Saturday, 18 September 2021 19:04

Negatives






NEGATIVES

UK, 1969, 98 minutes, Colour.
Diane Cilento, Glenda Jackson, Maurice Denham, Peter Mc Enery.
Directed by Peter Medak.

Negatives is quite weird and will appeal only to those who like something a little meaty, puzzling or enigmatic. The plot is not to be taken realistically but rather as a psychological parable, a type of psychodrama symbolising the characters' interior states. The principal characters act out elaborate charades of Dr. Crippin's life and of the Baron Richthofen, the Red Baron. The characters know they are acting and there are many real life sequences where they revert to normal and discuss their charades. However, imagination and reality merge by the end of the film leading to insanity or death. Peter Mc Enery suits the part of the Crippen-like hero, small, thin, dominated and partly disgusted with himself, under the dominance of a woman. Glenda Jackson's performance pre-dates her roles for Ken Russell's films, but once again she is superb as a sexually neurotic woman who can switch suddenly from fantasy to reality, who is almost schizophrenic. Diane Cilento is the intruding German photographer who changes the others' lives, changing the pattern of their behaviour and also the content of their fantasies. Weird, but arresting.

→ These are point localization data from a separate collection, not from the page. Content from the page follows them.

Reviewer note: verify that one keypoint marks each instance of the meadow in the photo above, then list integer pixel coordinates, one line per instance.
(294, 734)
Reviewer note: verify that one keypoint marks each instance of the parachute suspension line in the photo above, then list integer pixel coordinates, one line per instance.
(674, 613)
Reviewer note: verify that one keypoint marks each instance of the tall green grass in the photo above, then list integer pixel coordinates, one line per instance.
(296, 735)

1. What did the title mean?

2. Why did the couple play at being Dr. Crippen and Belle? What interior feelings and characteristics were they acting out?

3. What kind of hold did they have over each other? What brought them together and what held them together?

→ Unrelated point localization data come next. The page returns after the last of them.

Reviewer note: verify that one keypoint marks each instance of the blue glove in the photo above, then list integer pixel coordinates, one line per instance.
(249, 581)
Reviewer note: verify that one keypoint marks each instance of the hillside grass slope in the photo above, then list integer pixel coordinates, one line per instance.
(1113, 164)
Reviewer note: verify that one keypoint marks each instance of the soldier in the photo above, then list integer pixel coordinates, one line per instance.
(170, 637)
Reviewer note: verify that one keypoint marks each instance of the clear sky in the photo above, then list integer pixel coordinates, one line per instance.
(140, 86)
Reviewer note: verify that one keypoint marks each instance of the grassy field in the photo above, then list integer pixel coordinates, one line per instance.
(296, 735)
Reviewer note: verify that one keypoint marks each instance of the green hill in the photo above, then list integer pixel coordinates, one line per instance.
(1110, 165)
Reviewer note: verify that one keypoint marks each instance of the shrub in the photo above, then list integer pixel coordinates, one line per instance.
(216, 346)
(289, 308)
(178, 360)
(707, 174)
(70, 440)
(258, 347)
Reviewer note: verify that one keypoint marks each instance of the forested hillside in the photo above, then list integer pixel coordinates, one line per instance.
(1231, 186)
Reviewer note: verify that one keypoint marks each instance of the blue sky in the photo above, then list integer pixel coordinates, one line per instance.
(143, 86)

4. How did the film make the Crippen world seem more unreal by contrasting it with real life e.g. Dr. Crippen reading 'The Times' about Harold Wilson, the shop, their reactions to one another at table, the hospital?

5. What was the purpose of introducing the hospital sequences with the dying father? What did these sequences do to the film? What did they show of the character of the son?

6. Why did the German photographer intrude herself into their house? What was she after? What kind of person was she?

7. What reaction did she have on each of the couple? Did she dominate each? if so, why? Why did she photograph them? What overtones did the photographing sequences give to the film?

8. Why did the German girl persuade the man to change from Dr. Crippen to the Red Baron? What was the significance of cutting his hair? His buying the old plane and doing it up on the roof?

9. As he became absorbed in his new role, the two women seemed to come together more. Why?

10. What was the meaning of the resolution of the film, the withdrawal of the photographer, the fighting and the physical and mental collapse of the woman, the retreat into himself. the fantasies and death of the man?

11. The film was not meant to be realistic. How should it be interpreted? Is it a film about states of the mind or the psyche? what was the. significance of the symbols and fantasies? Crippen, the Red Baron, photographing? And of the costumes and masks that each put on?

12. Did this film give you insights into human nature?